うちの親父は病気をして声が出ません。そして喉に当てて声のような音を出す電気式人工喉頭の練習を放棄したので、紙に書くことが主な伝達手段ですが、それすら面倒くさがり短い単語はまず書くことはないので口を読むしかありません。
口の動きだけ見てもわかる確率は低く、文脈から言いそうな単語を想像し口の動きと合わせて推測していきます。なので、そんなこと言うわけがないと思う私の盲点を突かれると一向に伝わることがありません。そのうちイライラして書くこともあれば、書かずにキレ散らかしだします。
朝、山菜をいただいて冷蔵庫に入れておいた報告をしました。後に冷蔵庫の「どこにある?」が聞きたかったようですが、私にはその「どこにある?」が伝わりません。親父は料理なんて一切しないから山菜そのものに興味が無いと思い込み、「どこにある?」が予想をしない単語だったわけです。
親父がキレて冷蔵庫に向かったところで何を聞きたいかわかった……というか最初から冷蔵庫って言ってるし冷凍するわけないし野菜室だろうよと思いながら、これだよと山菜を渡してみると数十秒眺めて冷蔵庫に戻しました。

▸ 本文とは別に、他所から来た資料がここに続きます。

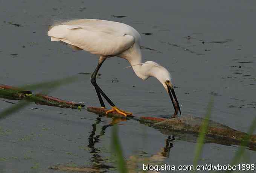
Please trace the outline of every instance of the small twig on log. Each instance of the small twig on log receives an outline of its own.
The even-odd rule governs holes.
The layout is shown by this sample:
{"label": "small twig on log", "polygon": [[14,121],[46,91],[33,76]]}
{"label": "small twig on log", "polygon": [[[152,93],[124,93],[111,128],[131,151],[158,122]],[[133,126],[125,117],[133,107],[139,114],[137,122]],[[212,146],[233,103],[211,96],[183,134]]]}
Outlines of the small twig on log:
{"label": "small twig on log", "polygon": [[9,100],[18,100],[34,102],[36,104],[60,108],[79,109],[84,105],[59,99],[40,94],[33,94],[29,91],[23,91],[18,88],[0,84],[0,97]]}
{"label": "small twig on log", "polygon": [[[108,117],[125,119],[125,117],[116,112],[110,112],[107,115],[106,109],[100,108],[88,107],[87,111],[98,115]],[[128,117],[128,116],[127,116]],[[139,119],[133,116],[130,116],[131,119],[139,121],[140,123],[149,125],[149,126],[159,129],[165,129],[169,132],[181,132],[184,133],[198,134],[201,131],[201,126],[204,119],[191,115],[170,119],[154,117],[141,117]],[[236,141],[241,142],[244,138],[248,135],[246,133],[240,132],[221,123],[209,120],[208,130],[206,135],[208,137],[222,139],[229,141],[231,144]],[[256,135],[250,137],[250,147],[256,146]]]}

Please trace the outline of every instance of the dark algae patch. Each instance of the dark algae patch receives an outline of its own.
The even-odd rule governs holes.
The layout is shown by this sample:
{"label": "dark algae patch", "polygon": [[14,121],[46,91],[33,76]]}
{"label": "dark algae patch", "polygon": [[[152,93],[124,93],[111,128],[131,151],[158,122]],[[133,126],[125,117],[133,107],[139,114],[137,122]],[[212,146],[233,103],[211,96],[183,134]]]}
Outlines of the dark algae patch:
{"label": "dark algae patch", "polygon": [[252,63],[253,62],[254,62],[254,61],[242,61],[242,62],[238,62],[238,63],[241,63],[241,64]]}
{"label": "dark algae patch", "polygon": [[123,18],[123,17],[126,17],[127,16],[115,16],[112,15],[111,16],[111,17],[115,17],[117,18]]}

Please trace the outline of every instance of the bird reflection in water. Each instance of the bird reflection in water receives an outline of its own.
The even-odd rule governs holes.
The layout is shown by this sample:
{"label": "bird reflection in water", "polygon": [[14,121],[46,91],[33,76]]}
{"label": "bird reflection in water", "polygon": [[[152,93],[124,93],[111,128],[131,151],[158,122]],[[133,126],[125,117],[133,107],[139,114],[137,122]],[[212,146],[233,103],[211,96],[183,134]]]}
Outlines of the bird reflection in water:
{"label": "bird reflection in water", "polygon": [[[113,118],[111,121],[107,125],[105,125],[101,127],[101,130],[99,135],[96,135],[97,127],[98,127],[97,125],[99,124],[101,122],[104,122],[101,120],[101,116],[99,115],[97,118],[96,122],[92,124],[92,130],[91,134],[88,137],[88,147],[90,148],[90,153],[92,154],[92,157],[90,158],[90,162],[91,163],[92,168],[100,170],[101,172],[105,172],[109,170],[110,169],[115,169],[115,167],[110,165],[108,165],[107,162],[109,162],[108,157],[102,156],[101,153],[102,153],[104,151],[100,148],[95,147],[95,145],[97,143],[100,143],[101,137],[104,136],[105,133],[106,129],[109,127],[111,127],[115,124],[120,124],[120,122],[123,121],[123,119]],[[140,165],[146,160],[149,162],[159,162],[159,161],[163,161],[166,158],[168,158],[169,156],[171,149],[173,147],[172,142],[175,140],[174,137],[171,136],[168,136],[165,139],[165,147],[160,149],[160,151],[157,152],[155,154],[152,155],[151,156],[146,156],[141,155],[138,156],[136,155],[132,155],[129,158],[126,159],[127,168],[129,170],[139,169]]]}

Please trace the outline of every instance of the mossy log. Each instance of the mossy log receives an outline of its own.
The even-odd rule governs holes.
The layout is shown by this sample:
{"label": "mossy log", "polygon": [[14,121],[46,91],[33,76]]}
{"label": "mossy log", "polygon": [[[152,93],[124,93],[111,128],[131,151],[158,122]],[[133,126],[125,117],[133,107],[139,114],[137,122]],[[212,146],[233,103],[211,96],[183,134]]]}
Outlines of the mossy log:
{"label": "mossy log", "polygon": [[84,107],[84,105],[82,104],[63,100],[40,94],[34,94],[31,91],[22,90],[17,88],[3,84],[0,84],[0,97],[9,100],[26,100],[36,104],[60,108],[78,109]]}
{"label": "mossy log", "polygon": [[[87,111],[102,115],[106,115],[108,110],[100,108],[88,107]],[[108,117],[125,118],[122,115],[116,112],[110,113]],[[137,118],[132,117],[133,119],[139,121],[141,123],[146,124],[158,129],[164,133],[169,135],[172,132],[179,132],[186,133],[198,134],[201,132],[201,127],[204,119],[191,115],[165,119],[161,118],[141,117]],[[248,136],[246,133],[240,132],[227,126],[213,121],[209,120],[206,136],[212,139],[229,141],[230,144],[240,144],[244,138]],[[250,145],[256,146],[256,135],[252,135],[250,137]]]}

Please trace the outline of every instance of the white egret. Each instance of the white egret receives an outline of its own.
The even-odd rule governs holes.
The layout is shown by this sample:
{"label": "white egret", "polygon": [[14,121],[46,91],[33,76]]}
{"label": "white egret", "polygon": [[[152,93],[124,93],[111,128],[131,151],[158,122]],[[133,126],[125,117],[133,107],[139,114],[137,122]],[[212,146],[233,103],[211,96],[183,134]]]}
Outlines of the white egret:
{"label": "white egret", "polygon": [[[99,57],[98,65],[91,76],[101,106],[105,107],[102,96],[114,111],[126,117],[132,113],[118,108],[96,82],[96,77],[106,60],[118,56],[129,61],[135,74],[143,80],[151,76],[156,78],[169,94],[176,117],[180,108],[175,94],[170,73],[165,67],[153,61],[142,63],[140,34],[132,27],[123,23],[96,19],[73,20],[55,24],[50,27],[48,35],[52,41],[61,41],[76,50],[83,50]],[[174,98],[174,100],[172,94]]]}

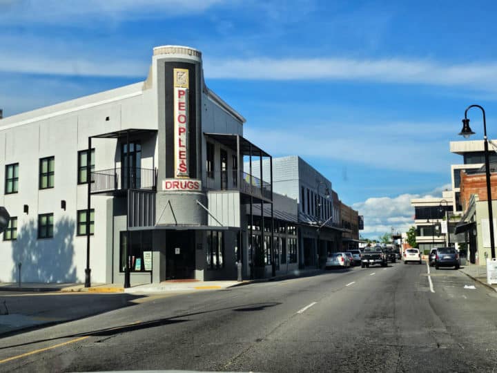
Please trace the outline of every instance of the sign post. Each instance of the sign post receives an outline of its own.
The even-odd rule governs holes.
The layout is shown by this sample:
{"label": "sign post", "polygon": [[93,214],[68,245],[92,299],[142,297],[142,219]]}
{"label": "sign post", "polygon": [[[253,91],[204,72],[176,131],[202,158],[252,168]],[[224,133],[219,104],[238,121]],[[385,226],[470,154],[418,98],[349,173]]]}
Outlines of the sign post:
{"label": "sign post", "polygon": [[497,260],[495,258],[487,259],[487,283],[497,284]]}

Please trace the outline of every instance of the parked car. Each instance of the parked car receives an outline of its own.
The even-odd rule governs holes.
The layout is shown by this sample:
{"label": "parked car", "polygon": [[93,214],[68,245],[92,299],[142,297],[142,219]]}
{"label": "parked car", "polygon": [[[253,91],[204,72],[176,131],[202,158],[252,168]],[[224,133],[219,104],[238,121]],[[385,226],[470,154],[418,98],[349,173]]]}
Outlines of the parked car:
{"label": "parked car", "polygon": [[430,254],[428,256],[428,264],[430,267],[435,265],[435,257],[436,256],[436,247],[433,247],[430,250]]}
{"label": "parked car", "polygon": [[354,260],[353,256],[352,255],[352,253],[350,251],[345,251],[345,255],[347,256],[347,258],[349,258],[349,262],[350,263],[351,267],[355,267],[355,261]]}
{"label": "parked car", "polygon": [[360,265],[361,263],[360,250],[351,250],[350,252],[352,253],[352,256],[354,258],[354,264],[355,265]]}
{"label": "parked car", "polygon": [[404,252],[404,264],[407,264],[407,262],[416,262],[421,264],[421,254],[418,249],[407,249]]}
{"label": "parked car", "polygon": [[364,247],[361,253],[361,267],[369,267],[370,265],[379,264],[382,267],[387,267],[387,256],[379,246]]}
{"label": "parked car", "polygon": [[454,247],[438,247],[435,255],[435,269],[440,267],[454,267],[459,269],[459,253]]}
{"label": "parked car", "polygon": [[342,267],[348,268],[350,266],[349,258],[345,253],[331,253],[327,258],[326,267]]}

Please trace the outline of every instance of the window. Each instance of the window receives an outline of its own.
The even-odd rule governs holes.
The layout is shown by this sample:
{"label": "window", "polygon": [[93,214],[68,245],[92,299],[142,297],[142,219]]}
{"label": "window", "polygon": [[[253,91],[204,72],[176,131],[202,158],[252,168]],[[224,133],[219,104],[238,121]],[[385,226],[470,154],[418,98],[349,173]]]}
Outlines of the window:
{"label": "window", "polygon": [[8,225],[3,232],[4,241],[13,241],[17,239],[17,217],[11,216]]}
{"label": "window", "polygon": [[38,238],[53,237],[53,213],[41,213],[38,216]]}
{"label": "window", "polygon": [[289,263],[297,262],[297,239],[289,238],[288,242],[288,255]]}
{"label": "window", "polygon": [[300,186],[300,193],[302,194],[302,198],[300,198],[300,211],[305,213],[305,190],[304,189],[304,186]]}
{"label": "window", "polygon": [[[129,234],[129,236],[128,236]],[[129,242],[128,238],[129,237]],[[152,254],[152,231],[121,231],[120,234],[119,271],[126,270],[126,258],[128,258],[128,267],[130,272],[150,272],[152,263],[145,262],[145,254],[148,258]],[[145,266],[149,265],[146,268]]]}
{"label": "window", "polygon": [[238,184],[238,157],[236,155],[231,155],[231,164],[233,164],[233,186]]}
{"label": "window", "polygon": [[[91,150],[90,172],[95,171],[95,149]],[[88,182],[88,150],[78,151],[78,184]]]}
{"label": "window", "polygon": [[[86,236],[86,216],[88,210],[78,210],[77,221],[77,236]],[[95,228],[95,209],[90,210],[90,235],[93,235]]]}
{"label": "window", "polygon": [[206,160],[206,171],[207,171],[207,177],[211,179],[214,178],[214,144],[207,143],[207,158]]}
{"label": "window", "polygon": [[19,189],[19,163],[6,166],[6,194],[17,193]]}
{"label": "window", "polygon": [[54,187],[55,157],[48,157],[40,159],[39,189],[47,189]]}
{"label": "window", "polygon": [[223,233],[217,231],[207,231],[207,268],[219,269],[224,267],[224,240]]}

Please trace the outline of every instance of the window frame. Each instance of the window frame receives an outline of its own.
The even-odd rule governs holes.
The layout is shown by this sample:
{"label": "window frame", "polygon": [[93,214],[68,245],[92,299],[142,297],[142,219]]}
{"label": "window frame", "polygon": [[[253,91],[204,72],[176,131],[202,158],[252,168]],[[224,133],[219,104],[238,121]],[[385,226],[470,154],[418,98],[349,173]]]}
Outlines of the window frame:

何かを確認したのか何なのかわからないけど、その行為をするための「どこにある?」は読み取れないんですよ。一方的に怒られてこっちはストレスが溜まっただけ。
数文字くらい読み取らんかいと母子が我慢して歩み寄ってばかりで、数文字くらいサッと書けばいいだろと逆にキレる日がいつか来る気がしないでもない。なるべく割り切って消化するようにしているけど、結局ここで吐き出してますしわからないものです。
テレビで電気式人工喉頭を上手に使う人を見て、すごいとうらやましいの感情が沸き立ちましたよ。
では、また次回。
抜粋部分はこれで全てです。